Frequently Asked Questions

Can you mix bare-metal and RTOS approaches in the same project?
Yes, and it is common. Time-critical ISRs always run outside the RTOS scheduler, at interrupt priority — they never sleep or block. The RTOS manages application-level tasks (sensor reads, comms, logging), while ISRs handle hardware events with the shortest possible response time and signal tasks via queues or semaphores.
Is an RTOS harder to debug than bare-metal?
Often yes, initially. Debugging a deadlock caused by two tasks competing for the same mutex, or a priority-inversion problem, requires understanding the RTOS state at the time of the bug.

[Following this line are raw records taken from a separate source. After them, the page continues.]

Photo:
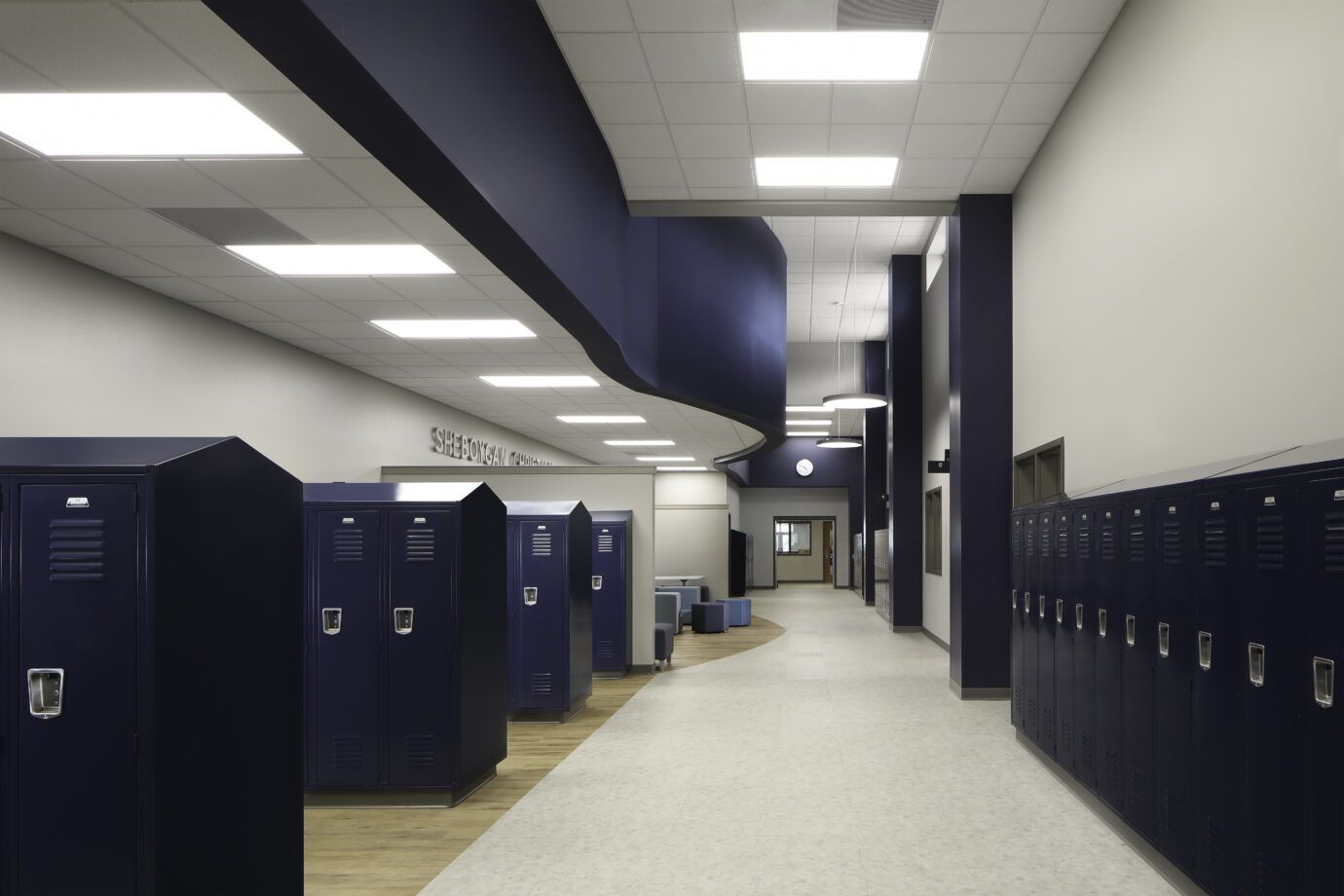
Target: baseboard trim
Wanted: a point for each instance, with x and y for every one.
(1167, 868)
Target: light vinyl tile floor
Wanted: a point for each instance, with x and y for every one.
(830, 761)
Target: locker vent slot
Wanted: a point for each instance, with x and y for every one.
(1269, 542)
(420, 751)
(420, 545)
(347, 751)
(1215, 541)
(541, 684)
(349, 545)
(1171, 541)
(77, 551)
(1335, 541)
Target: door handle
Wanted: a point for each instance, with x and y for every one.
(45, 692)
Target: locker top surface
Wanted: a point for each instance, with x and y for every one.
(390, 492)
(99, 452)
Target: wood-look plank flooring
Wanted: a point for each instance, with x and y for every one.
(396, 852)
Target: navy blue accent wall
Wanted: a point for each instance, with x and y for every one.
(980, 329)
(874, 459)
(473, 108)
(905, 421)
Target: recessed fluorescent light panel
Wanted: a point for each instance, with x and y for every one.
(138, 125)
(832, 56)
(541, 382)
(826, 170)
(344, 261)
(598, 418)
(455, 329)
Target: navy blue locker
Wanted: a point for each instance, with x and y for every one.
(1174, 676)
(407, 636)
(612, 591)
(344, 739)
(550, 608)
(149, 591)
(1066, 592)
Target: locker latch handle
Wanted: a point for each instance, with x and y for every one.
(1255, 657)
(1323, 672)
(45, 690)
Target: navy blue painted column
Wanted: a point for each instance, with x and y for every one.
(874, 459)
(980, 331)
(905, 434)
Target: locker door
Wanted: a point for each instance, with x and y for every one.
(1110, 645)
(1085, 649)
(1276, 666)
(417, 622)
(344, 626)
(78, 591)
(1324, 587)
(1174, 676)
(1220, 669)
(540, 618)
(1139, 651)
(609, 597)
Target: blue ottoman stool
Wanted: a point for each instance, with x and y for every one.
(739, 610)
(708, 616)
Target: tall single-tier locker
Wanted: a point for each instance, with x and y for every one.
(152, 601)
(550, 609)
(406, 630)
(613, 590)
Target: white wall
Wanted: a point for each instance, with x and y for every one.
(760, 506)
(1176, 243)
(937, 435)
(88, 354)
(601, 488)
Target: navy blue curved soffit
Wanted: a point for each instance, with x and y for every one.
(470, 103)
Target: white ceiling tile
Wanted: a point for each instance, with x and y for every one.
(718, 172)
(1033, 103)
(127, 227)
(996, 175)
(788, 103)
(93, 46)
(933, 141)
(958, 103)
(1058, 56)
(975, 56)
(290, 183)
(622, 102)
(587, 15)
(711, 141)
(713, 103)
(604, 56)
(205, 42)
(683, 15)
(791, 140)
(874, 103)
(156, 183)
(692, 56)
(989, 15)
(1079, 15)
(42, 184)
(869, 140)
(639, 141)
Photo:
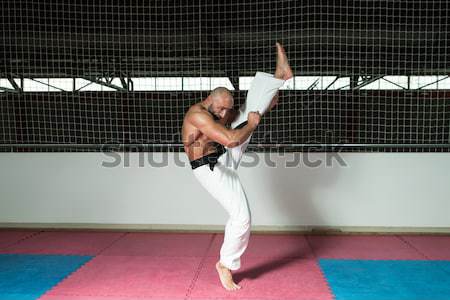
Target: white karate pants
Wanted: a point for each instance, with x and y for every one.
(223, 182)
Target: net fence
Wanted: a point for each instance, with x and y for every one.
(95, 76)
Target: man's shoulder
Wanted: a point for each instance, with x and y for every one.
(196, 111)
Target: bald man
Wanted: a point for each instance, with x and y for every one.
(215, 137)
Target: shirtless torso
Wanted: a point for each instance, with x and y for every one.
(196, 144)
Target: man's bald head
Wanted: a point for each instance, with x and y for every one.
(220, 92)
(222, 101)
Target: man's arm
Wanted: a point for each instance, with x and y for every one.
(219, 133)
(229, 117)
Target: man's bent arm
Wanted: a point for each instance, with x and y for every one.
(228, 137)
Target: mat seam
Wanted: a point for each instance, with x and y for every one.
(199, 268)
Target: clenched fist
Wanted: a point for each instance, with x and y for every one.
(254, 118)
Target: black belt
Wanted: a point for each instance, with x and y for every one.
(210, 158)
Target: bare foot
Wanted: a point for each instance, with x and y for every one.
(226, 278)
(283, 70)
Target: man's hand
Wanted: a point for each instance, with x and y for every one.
(253, 119)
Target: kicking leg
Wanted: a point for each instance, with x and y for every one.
(262, 97)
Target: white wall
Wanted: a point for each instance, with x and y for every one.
(374, 189)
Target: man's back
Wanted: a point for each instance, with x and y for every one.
(196, 144)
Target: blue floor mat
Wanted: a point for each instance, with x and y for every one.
(27, 276)
(353, 279)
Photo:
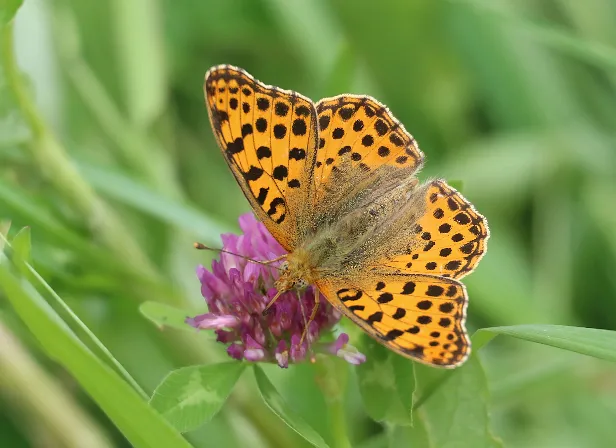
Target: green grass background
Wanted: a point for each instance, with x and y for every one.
(119, 174)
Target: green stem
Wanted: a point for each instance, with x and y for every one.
(331, 377)
(59, 170)
(339, 424)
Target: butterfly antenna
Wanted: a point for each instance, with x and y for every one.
(201, 246)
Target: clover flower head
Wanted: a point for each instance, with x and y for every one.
(237, 292)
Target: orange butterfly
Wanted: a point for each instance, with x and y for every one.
(334, 182)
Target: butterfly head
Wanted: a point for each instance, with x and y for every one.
(294, 274)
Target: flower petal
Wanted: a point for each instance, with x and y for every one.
(212, 321)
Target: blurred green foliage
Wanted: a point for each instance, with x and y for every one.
(116, 172)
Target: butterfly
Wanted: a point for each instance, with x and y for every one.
(335, 183)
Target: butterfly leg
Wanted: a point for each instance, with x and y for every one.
(275, 259)
(313, 314)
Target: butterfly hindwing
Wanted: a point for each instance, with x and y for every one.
(363, 130)
(268, 137)
(418, 316)
(450, 238)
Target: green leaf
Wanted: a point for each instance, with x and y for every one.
(276, 403)
(21, 245)
(8, 9)
(166, 316)
(407, 436)
(139, 423)
(587, 341)
(456, 414)
(130, 192)
(386, 383)
(191, 396)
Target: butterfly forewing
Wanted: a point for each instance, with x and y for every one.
(451, 236)
(364, 130)
(418, 316)
(294, 161)
(268, 137)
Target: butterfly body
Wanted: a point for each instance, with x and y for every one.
(335, 183)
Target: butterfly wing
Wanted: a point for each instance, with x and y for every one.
(364, 130)
(268, 136)
(450, 239)
(417, 316)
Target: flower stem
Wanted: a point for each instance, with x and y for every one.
(332, 377)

Most RTOS-aware debuggers (Ozone, J-Link, SystemView) can display task states, stack usage, and scheduling history, which makes RTOS debugging tractable once you have the right tools. Bare-metal bugs — usually ISR timing and shared state — can be just as subtle.
Does using FreeRTOS lock me into ARM?
No. FreeRTOS has been ported to dozens of processor architectures including Cortex-M, Cortex-A, AVR, PIC32, RISC-V, and Xtensa (ESP32). Zephyr supports an even wider range. Switching RTOS or switching MCU families while keeping the same RTOS is feasible — the application code built on RTOS primitives (tasks, queues, semaphores) is broadly portable.